Now for this "Fiduciary Duty" claim.

The fiduciary duty is a legal relationship of confidence or trust between two or more parties, most commonly a fiduciary or trustee and a principal or beneficiary. One party, for example a corporate trust company or the trust department of a bank, holds a fiduciary relation or acts in a fiduciary capacity to another, such as one whose funds are entrusted to it for investment. In a fiduciary relation one person justifiably reposes confidence, good faith, reliance and trust in another whose aid, advice or protection is sought in some matter.
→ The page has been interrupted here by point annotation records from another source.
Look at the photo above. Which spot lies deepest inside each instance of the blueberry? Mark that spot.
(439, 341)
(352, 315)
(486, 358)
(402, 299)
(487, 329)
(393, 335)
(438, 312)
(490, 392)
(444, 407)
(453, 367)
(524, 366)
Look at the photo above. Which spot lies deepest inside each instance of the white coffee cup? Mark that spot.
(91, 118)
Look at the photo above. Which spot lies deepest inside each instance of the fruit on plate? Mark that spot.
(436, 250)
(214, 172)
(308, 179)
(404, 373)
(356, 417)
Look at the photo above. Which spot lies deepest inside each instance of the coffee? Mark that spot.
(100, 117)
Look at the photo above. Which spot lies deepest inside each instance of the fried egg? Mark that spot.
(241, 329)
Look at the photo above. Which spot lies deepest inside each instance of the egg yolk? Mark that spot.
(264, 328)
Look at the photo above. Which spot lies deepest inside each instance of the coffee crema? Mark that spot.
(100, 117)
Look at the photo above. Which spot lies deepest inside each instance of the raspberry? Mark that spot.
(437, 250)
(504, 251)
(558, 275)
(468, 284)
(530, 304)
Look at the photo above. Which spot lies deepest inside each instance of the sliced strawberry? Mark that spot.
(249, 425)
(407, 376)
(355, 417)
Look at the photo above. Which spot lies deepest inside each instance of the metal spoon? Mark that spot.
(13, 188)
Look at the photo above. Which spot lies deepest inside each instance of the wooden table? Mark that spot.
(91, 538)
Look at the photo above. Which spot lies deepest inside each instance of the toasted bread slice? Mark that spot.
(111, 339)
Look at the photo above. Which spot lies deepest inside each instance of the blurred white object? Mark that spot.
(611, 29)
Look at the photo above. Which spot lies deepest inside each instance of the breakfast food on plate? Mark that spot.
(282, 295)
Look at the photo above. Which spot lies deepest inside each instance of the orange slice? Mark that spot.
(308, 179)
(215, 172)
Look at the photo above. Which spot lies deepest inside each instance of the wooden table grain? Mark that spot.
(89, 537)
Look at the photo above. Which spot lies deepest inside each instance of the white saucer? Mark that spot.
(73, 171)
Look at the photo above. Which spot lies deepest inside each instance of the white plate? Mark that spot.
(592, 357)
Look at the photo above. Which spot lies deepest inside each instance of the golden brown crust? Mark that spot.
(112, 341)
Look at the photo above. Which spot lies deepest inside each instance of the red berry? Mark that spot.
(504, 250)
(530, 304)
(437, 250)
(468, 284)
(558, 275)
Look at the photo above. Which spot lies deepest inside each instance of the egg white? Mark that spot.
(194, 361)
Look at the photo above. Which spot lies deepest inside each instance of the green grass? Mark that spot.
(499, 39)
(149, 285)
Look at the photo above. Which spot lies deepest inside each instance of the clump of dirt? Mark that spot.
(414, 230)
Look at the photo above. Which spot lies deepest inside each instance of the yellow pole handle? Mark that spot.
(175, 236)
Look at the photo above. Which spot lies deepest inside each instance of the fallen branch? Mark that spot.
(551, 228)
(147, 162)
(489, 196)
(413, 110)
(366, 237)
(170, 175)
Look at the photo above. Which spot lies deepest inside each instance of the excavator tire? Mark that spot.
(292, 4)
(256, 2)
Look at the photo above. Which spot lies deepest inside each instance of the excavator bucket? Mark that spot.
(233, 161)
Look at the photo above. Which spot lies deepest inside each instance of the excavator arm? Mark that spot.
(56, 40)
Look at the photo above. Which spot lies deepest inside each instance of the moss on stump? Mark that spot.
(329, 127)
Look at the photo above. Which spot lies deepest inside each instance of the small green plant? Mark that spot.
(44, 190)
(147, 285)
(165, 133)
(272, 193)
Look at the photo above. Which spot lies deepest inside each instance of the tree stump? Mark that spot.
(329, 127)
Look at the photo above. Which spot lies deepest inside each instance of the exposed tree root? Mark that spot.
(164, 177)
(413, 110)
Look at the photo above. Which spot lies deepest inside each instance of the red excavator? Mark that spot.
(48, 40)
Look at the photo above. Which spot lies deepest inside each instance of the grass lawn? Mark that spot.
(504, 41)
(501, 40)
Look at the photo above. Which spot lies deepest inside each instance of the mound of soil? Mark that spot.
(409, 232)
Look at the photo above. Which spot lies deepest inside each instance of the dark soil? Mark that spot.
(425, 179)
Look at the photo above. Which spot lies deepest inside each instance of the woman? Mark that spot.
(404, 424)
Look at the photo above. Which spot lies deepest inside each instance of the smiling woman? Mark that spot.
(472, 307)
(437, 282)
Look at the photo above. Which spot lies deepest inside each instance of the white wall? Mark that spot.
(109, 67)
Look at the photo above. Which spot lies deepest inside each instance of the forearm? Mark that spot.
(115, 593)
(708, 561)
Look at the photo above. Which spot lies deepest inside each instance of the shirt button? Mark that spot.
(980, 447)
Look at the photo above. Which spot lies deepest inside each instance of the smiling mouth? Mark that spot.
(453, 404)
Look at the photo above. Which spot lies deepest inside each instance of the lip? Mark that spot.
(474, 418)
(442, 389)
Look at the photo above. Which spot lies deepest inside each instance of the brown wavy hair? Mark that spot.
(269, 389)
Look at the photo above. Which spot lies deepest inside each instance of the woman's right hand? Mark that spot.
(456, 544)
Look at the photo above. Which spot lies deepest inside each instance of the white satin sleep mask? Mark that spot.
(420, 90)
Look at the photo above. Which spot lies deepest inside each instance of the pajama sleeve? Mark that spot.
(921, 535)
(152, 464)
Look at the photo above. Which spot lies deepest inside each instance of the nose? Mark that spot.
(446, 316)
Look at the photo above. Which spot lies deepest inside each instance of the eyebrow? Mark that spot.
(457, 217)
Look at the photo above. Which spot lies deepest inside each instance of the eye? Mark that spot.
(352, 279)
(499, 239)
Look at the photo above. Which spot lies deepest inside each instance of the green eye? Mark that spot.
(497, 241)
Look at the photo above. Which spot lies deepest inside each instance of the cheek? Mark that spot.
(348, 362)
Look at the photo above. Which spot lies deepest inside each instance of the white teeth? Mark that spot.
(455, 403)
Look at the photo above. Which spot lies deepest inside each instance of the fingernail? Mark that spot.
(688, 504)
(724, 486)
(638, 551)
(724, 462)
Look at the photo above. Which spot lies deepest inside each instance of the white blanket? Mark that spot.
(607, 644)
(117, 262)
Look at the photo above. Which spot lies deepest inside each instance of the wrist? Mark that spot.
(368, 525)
I have not found this described anywhere in the CBA at the time of writing this post. 


Clifton:

Here’s my thought on the whole matter…I think that the Blazers, entering January, had a right to say “Look, it’s obvious at this point that nobody wants the guy, and anyone who picks him up should at least be under suspicion of doing it for the sole purpose of screwing up our salary cap the next two years.” I think that if that statement is made to the media, it’s totally fair. Where I think they went wrong is in the aggressiveness and tone with which they spoke directly to NBA teams about Miles, almost disregarding the fact that he is a person, and that he probably deserves the benefit of the doubt that he really wants to play, whether or not a team picks him up for that reason. It’s a tough situation for both sides, except now, instead of looking at possibly getting screwed over, the Blazers just went ahead and screwed themselves outright…sucks.